Data Privacy and Consumer Protection: Anonymizing User Data is Necessary, and Difficult

Soren Heitmann IFC-Mastercard Foundation Partnership for Financial Inclusion

by Soren Heitmann

Next generation data analytics are driving innovative products, services and new FinTech business models.  Many of these products draw on individual consumer data.  Responsibly managing data privacy and ensuring consumer data protection is critical to mitigate operational and reputational risks.  In many markets, regulators are still catching up.  Unfortunately, many innovators identify risks after it is too late.  This post explores the issue of data anonymization and encryption.  Three cases identify different ways in which individually identifying data was exposed, even though providers took steps to anonymize and encrypt identifying information.

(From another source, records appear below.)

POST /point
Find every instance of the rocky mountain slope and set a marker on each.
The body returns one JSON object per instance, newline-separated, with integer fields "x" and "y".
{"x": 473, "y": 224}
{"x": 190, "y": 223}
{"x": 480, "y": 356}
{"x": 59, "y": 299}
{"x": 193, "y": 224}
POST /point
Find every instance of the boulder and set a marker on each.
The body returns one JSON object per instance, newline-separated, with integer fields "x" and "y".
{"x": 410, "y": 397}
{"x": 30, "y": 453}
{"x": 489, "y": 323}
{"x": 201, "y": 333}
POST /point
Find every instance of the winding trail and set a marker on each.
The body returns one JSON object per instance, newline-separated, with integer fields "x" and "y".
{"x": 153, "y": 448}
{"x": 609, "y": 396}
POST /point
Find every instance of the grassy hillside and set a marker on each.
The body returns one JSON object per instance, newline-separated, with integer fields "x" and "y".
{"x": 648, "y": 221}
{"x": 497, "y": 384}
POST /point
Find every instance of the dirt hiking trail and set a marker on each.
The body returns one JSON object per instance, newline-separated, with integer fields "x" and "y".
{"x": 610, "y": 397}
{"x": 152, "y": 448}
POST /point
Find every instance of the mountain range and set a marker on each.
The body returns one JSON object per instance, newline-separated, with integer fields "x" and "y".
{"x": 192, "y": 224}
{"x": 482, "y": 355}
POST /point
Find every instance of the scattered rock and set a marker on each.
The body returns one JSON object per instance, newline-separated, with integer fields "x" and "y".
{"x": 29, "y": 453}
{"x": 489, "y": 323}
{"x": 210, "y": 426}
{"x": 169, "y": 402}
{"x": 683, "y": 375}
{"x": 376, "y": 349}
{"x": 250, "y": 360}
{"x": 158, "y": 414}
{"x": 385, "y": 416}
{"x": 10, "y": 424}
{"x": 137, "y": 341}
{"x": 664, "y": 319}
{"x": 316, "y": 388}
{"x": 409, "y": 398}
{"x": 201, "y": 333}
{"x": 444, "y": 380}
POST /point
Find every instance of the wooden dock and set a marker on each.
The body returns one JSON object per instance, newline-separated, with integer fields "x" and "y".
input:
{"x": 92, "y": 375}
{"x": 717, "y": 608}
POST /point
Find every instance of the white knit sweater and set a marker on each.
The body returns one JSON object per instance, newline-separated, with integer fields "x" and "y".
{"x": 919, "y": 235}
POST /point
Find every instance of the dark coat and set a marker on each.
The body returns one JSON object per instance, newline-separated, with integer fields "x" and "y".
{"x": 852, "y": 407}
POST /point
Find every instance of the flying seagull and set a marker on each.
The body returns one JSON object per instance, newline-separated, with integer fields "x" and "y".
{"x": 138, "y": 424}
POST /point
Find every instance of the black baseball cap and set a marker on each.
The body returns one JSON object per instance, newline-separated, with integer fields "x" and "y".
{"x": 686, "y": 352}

Difficulties in Anonymizing Data are Well-Documented
In 2006, America Online (AOL), an internet service provider, made 20 million search queries publicly available for research. People were anonymized by a random number.  In a New York Times article, journalists Michael Barbaro and Tom Zeller describe how customer number 4417749 was identified and subsequently interviewed for their article. While user 4417749 was anonymous, her searches were not. She was an avid internet user, looking up identifying search terms: ‘numb fingers’; ‘60 single men’; ‘dog that urinates on everything’. Searches included people’s names and other specific information including, ‘landscapers in Lilburn, Georgia, United States of America’. No individual search is identifying, but for a sleuth – or a journalist – it is easy to identify the sixty-something women with misbehaving dogs and nice yards in Lilburn, Georgia. Thelma Arnold was found and affirmed the searches were hers. It was a public relations debacle for AOL.

Another data breach made headlines in 2014 when Vijay Pandurangan, a software engineer, de-anonymized 173 million taxi records released by the city of New York for an Open Data initiative. The data was encrypted using a technique that makes it mathematically impossible to reverse-engineer the encrypted value. The dataset had no identifying search information as in the case of Arnold above, but the encrypted taxi registration numbers had a publicly known structure: number, letter, number, number (e.g., 5H32). Pandurangan calculated that there were only 23 million combinations, so he simply fed every possible input into the encryption algorithm until it yielded matching outputs. Given today’s computing power, he was able to de-anonymize millions of taxi drivers in only two hours.

Netflix, an online movie and media company, sponsored a crowdsourced competition challenging data scientists to improve by 10 percent its internal algorithm to predict customer movie rating scores. One of the teams de-anonymized the movie watching habits of encrypted users for the competition. By cross-referencing the public Internet Movie Database (IMDB), which provides a social media platform for users to rate movies and write their own reviews, users were identified by the patterns of identically rated sets of movies in the respective public IMDB and encrypted Netflix datasets. Netflix settled lawsuits filed by identified users and faced consumer privacy inquiries brought by the United States government.

Properly anonymizing data is very difficult, with many ways to reconstruct information. In these examples, cross-referencing public resources (Netflix), brute force and powerful computers (New York Taxis), and old-fashioned sleuthing (AOL) led to privacy breaches. If data are released for open data projects, research or other purposes, great care is needed to avoid de-anonymization risks and serious legal and public relations consequences.

There are many good reasons to provide access to data.  Academic research may seek to provide access for peer reviewers.  Firms may crowdsource innovative techniques to solve problems.  Products may provide public Application Programming Interfaces (APIs) to enable derivative services.  Consider first if needs can be met without providing any identifiable information.  Understand unstructured data, such as user-generated memo fields and information it could contain, like names or places; and if so, consider if these notes, when grouped together, might be attributed to a specific individual.  Where encryption is required, ensure industry standards are used; but also add-in randomly generated information to each identifier.  This is known as a salt, and can eliminate risks of unlocking entire datasets with a single key.  Much has been written on how to anonymize data.  The first thing to remember is that it is not a trivial task and it should be undertaken after purposeful planning and in consideration of the data at hand.

Note: Adapted from a case study presented in the Data Analytics and Digital Financial Services Handbook (June, 2017).  This post was authored by Soren Heitmann, IFC-Mastercard Foundation Partnership for Financial Inclusion, for the Responsible Finance Forum Blog November, 2017.